The improvement is due to the IO patterns resulting in the disk being IO bound,
and the subsequent improvements in IO patterns directly translate into more
throughput

On a faster 4-disk dm stripe array on the same machine that XFS can do 265MB/s
(@ 550iop/s) sequential write, gfs2 can do:

cfq  noop
vanilla 135MB/s @ 400iop/s  130MB/s @ 800iop/s
+4  135MB/s @ 400iop/s  130MB/s @ 500iop/s

No improvement or degradation in throughput is seen here as the disks never get
to being IO bound - the write is cpu bound.
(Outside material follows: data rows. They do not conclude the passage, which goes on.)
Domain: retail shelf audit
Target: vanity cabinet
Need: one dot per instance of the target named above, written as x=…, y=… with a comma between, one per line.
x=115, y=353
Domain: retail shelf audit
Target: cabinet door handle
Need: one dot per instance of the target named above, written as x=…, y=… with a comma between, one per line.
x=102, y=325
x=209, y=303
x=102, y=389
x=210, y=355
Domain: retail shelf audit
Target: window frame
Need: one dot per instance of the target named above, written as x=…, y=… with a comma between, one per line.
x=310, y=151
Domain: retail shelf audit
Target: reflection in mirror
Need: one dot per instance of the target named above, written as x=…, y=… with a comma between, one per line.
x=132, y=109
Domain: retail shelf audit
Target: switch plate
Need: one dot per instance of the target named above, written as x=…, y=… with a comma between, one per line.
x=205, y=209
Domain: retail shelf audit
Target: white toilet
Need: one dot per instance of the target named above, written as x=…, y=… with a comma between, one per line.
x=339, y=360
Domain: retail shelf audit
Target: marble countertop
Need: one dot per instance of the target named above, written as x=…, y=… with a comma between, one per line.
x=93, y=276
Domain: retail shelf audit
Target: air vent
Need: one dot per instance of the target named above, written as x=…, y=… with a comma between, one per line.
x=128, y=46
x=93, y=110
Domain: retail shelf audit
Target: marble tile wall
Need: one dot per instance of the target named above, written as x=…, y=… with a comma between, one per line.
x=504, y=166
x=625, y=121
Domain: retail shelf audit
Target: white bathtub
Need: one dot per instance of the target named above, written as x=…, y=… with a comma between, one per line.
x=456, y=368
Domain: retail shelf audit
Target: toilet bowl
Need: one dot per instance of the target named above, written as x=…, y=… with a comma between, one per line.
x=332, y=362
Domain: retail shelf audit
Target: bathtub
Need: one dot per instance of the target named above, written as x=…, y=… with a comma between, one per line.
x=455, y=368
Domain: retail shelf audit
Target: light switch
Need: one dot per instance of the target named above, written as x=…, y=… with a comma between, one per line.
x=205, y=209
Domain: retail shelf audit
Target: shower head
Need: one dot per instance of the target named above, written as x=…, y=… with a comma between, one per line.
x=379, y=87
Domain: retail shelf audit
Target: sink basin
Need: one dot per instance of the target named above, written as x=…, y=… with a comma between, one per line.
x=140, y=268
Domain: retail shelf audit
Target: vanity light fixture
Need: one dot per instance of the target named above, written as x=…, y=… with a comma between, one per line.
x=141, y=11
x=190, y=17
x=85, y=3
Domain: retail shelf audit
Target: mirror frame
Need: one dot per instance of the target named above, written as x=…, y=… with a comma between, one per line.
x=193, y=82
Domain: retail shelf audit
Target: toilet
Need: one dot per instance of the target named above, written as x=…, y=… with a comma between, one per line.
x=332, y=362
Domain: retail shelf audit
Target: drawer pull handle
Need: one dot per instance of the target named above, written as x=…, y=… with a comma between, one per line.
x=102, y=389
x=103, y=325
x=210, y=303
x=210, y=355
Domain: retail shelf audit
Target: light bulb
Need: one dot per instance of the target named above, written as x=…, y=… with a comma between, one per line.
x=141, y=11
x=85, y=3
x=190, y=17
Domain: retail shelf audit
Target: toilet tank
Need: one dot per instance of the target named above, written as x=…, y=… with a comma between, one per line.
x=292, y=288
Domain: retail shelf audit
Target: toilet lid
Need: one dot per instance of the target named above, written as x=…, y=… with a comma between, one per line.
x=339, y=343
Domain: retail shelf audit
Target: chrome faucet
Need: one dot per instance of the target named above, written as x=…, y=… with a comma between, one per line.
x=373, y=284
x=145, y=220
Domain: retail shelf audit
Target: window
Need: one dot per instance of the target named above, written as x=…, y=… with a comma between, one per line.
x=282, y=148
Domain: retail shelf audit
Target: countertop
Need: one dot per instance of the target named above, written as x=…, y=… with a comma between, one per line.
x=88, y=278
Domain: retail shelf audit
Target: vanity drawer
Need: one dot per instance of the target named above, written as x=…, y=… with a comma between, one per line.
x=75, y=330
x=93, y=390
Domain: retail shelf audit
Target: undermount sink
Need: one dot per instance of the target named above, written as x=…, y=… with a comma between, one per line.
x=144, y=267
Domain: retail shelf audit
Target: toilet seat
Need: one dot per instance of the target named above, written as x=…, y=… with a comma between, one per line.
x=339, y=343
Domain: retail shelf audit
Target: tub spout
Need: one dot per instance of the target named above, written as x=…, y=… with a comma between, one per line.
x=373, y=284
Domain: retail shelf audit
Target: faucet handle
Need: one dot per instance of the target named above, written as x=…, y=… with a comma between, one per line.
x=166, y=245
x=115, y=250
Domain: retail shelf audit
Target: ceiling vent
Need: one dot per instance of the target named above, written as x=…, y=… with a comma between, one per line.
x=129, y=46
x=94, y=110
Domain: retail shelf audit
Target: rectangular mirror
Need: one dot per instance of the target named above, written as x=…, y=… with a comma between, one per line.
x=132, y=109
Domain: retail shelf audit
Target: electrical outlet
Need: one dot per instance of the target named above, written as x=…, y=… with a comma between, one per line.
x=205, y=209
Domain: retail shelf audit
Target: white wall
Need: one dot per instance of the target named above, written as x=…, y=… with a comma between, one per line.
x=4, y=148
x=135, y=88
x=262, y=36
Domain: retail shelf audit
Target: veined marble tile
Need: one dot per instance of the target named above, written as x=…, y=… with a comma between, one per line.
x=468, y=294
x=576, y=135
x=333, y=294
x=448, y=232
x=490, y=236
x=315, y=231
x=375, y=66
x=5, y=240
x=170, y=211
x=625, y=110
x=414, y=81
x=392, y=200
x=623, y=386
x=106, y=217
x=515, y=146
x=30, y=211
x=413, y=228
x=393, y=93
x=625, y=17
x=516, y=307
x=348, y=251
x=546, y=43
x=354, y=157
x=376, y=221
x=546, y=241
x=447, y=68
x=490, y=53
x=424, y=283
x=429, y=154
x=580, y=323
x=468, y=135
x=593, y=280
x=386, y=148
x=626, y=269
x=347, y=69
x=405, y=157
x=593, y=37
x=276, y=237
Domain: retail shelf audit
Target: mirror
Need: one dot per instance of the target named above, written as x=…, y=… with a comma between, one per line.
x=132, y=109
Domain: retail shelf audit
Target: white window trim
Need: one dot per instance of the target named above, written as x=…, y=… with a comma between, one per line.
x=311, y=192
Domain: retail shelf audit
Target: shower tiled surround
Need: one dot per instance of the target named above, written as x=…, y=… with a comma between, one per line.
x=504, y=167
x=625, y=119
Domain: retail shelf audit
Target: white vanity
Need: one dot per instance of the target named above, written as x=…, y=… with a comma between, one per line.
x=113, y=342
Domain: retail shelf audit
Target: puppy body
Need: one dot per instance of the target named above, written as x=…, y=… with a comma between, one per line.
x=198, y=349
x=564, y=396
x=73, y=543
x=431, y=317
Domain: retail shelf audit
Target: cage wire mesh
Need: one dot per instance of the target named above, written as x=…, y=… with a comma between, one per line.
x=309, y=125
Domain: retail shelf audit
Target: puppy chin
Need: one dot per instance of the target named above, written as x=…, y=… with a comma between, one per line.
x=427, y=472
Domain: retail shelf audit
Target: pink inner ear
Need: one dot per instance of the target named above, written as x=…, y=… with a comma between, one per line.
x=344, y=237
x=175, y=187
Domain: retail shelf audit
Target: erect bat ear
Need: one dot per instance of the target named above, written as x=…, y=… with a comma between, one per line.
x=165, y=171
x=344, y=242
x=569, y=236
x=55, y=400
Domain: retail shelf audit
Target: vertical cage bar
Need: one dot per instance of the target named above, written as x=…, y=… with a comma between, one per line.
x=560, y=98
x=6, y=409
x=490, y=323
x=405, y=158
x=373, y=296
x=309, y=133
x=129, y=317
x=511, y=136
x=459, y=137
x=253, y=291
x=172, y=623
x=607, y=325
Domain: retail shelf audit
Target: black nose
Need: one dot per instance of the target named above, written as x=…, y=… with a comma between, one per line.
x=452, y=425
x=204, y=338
However, there is an improvement in
iops seen on no-op scheduler as a result of the improvement in IO dispatch
patterns.

The patches have not seen much testing, so this is really just a posting
for comments/feedback at this point.